VAT hike tests Sarb’s hawkish stance
South Africa’s powerful trade union movement and consumer groups have been vocal critics of the rise in the VAT from 14 to 15%.
JOHANNESBURG - After the first VAT hike since apartheid, South African consumers are calling for an interest rate cut but the central bank has numerous reasons to resist this pressure, chief amongst them a desire to sustain an inflation-busting rally in the rand.
Since market-friendly Cyril Ramaphosa took over from Jacob Zuma as president last month, South African bond yields have fallen, and the currency has soared on expectations he will reinvigorate the economy after years of stagnation and mismanagement.
Despite the rally, domestic yields remain more than 4% higher than those on comparable US debt, making South Africa’s “carry trade”, as the differential is known, one of the most attractive emerging market debt plays after Russia.
But the need to raise VAT for the first time in more than two decades to plug a hole in the national finances may bring that rally to a halt.
South Africa’s powerful trade union movement and consumer groups have been vocal critics of the rise in the VAT from 14 to 15% and are demanding a rate cut to ease the pain.

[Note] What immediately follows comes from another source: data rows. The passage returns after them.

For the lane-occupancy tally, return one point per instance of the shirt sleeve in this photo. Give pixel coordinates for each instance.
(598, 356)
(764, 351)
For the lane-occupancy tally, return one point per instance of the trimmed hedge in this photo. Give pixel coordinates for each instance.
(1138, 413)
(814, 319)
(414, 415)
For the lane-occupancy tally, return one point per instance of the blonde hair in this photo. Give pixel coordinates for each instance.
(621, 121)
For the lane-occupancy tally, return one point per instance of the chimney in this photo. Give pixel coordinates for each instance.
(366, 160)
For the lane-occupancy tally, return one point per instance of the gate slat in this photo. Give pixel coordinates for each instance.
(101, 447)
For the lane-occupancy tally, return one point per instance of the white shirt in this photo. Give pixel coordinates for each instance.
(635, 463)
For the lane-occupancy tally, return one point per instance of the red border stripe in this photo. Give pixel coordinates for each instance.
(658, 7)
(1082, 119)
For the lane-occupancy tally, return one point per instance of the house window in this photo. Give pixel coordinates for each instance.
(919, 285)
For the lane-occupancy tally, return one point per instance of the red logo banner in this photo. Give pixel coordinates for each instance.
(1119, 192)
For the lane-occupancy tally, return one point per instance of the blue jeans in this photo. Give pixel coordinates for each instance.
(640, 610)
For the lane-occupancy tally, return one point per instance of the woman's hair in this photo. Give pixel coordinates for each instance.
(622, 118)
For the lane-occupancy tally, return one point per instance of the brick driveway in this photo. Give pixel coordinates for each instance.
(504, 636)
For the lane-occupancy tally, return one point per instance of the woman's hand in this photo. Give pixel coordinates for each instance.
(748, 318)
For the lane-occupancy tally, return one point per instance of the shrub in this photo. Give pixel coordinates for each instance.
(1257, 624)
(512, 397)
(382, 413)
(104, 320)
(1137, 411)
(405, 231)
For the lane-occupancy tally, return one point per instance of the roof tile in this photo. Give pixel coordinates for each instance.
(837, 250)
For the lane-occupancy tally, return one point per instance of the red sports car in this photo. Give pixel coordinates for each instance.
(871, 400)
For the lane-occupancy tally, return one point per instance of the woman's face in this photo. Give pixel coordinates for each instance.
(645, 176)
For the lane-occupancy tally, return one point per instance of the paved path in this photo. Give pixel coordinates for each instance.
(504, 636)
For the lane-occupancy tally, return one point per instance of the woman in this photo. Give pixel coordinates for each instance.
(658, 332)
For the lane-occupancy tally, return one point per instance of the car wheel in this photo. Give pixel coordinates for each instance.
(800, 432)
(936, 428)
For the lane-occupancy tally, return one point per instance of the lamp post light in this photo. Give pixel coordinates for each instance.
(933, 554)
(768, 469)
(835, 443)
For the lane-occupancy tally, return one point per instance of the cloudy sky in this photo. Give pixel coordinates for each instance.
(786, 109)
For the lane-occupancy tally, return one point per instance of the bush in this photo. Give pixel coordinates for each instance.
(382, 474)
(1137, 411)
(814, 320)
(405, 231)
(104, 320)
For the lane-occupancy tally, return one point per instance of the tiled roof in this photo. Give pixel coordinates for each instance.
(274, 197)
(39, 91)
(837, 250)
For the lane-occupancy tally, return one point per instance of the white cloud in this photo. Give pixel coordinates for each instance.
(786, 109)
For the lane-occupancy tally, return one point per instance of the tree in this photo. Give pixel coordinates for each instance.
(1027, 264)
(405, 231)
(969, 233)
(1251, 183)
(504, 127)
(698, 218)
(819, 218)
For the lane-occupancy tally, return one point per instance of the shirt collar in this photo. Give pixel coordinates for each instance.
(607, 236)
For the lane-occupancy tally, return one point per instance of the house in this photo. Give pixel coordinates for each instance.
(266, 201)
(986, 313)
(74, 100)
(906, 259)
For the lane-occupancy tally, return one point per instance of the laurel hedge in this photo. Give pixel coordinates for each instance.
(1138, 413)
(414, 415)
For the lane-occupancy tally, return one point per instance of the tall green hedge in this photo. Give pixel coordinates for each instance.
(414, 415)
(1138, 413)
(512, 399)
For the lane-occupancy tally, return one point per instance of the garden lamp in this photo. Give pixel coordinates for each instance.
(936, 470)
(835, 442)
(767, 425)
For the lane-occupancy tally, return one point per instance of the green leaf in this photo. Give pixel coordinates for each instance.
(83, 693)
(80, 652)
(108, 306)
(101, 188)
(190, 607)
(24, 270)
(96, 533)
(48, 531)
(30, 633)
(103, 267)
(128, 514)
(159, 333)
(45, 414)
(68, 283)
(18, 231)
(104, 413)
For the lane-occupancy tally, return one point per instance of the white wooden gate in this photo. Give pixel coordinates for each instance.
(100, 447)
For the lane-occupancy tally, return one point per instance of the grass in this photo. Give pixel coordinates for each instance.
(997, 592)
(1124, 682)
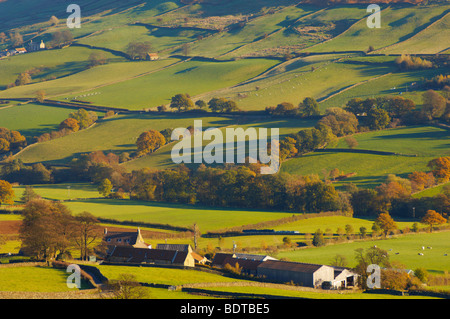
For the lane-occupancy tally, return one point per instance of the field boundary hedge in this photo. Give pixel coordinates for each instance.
(362, 151)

Forward rate agreements this week were pricing in a nearly 80% chance of a 25-basis points rate cut to 6.5% in the benchmark lending rate.
That would bring South Africa’s carry trade differential closer to Indonesia’s 3.2%.
Forecasting a cut, Bank of America Merrill Lynch is recommending investors sell South African debt and the rand, which it thinks is overvalued.
“Due to the recent rally, we think risk/reward is to the downside,” BAML senior economist Ferhan Salman said, recommending a shift into Turkish bonds, which he believes are on an upswing.
BAML, which has a history of going against prevailing market sentiment in South Africa, sees the rand at 13.50 to the dollar by year-end from 11.92 on Friday.
Conversely, if the Reserve Bank holds fire at its 28 March policy meeting, as it has on the last three occasions, analysts predict another surge in the currency.
Headline inflation slowed to 4.4% in January, the lowest in three years and in the middle of the Reserve Bank’s 3-6% target range, but the bank sees price growth at 5% in the final quarter.
The VAT increase is also likely to push that forecast up.
Another factor weighing against a cut is the likelihood of higher rates in the United States this year, a rate trajectory that also eats into South Africa’s relative attractiveness to sovereign debt funds.
“Should the Sarb reduce interest rates, the rand’s carry-trade appeal would wane against on relative EM basis,” said Nedbank technical strategist Mehul Daya.
“Sarb policies do not target the rand. However, policymakers are aware of the importance and influence of the carry-trade,” Daya said.